Tar Lazio, Sentenza n. 4997 del 10 marzo 2025
Nella casistica in esame, la questione controversa riguarda l’avvalimento di garanzia nel contesto degli appalti pubblici, ossia la possibilità per un Operatore economico di fare affidamento sulla capacità economico-finanziaria di un’Impresa ausiliaria per soddisfare i requisiti richiesti in una gara. Il problema giuridico da risolvere è se l’Impresa ausiliaria, che garantisce la solidità economica dell’Impresa concorrente senza partecipare direttamente all’esecuzione dell’appalto, debba comunque dichiarare il possesso dei requisiti di idoneità professionale nel Documento unico di gara europeo.

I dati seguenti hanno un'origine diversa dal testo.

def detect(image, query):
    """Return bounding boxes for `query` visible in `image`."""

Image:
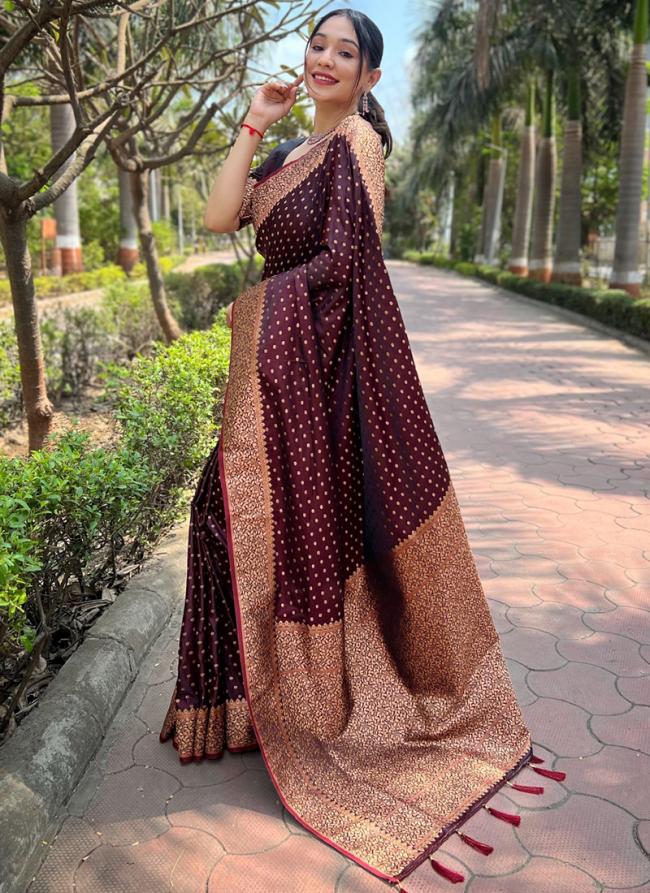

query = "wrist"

[241,112,269,133]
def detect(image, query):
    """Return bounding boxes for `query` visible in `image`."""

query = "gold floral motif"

[222,132,531,877]
[252,114,385,236]
[160,692,257,763]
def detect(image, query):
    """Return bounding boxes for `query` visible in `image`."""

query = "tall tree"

[0,0,312,450]
[552,65,582,285]
[508,79,536,276]
[528,69,557,282]
[476,115,507,264]
[610,0,648,297]
[50,103,83,275]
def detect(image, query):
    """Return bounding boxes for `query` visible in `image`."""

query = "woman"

[161,9,563,885]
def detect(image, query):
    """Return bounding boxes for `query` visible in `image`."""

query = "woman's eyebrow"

[312,31,359,49]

I Giudici hanno stabilito che l’obbligo di dichiarazione dei requisiti di ordine speciale, tra cui l’idoneità professionale, si applica solo all’avvalimento tecnico-operativo e non a quello di garanzia, in quanto quest’ultimo non è disciplinato dall’art. 104 del Dlgs. n. 36/2023, ma trova fondamento nella normativa europea sugli appalti. Hanno inoltre chiarito che l’Impresa ausiliaria, nel caso di avvalimento di garanzia, non partecipa materialmente all’esecuzione dell’appalto e non necessita di dimostrare un’esperienza professionale specifica, poiché il suo ruolo è limitato a garantire la solidità finanziaria del concorrente. Pertanto, la dichiarazione sui requisiti di idoneità professionale non è richiesta per questo tipo di avvalimento.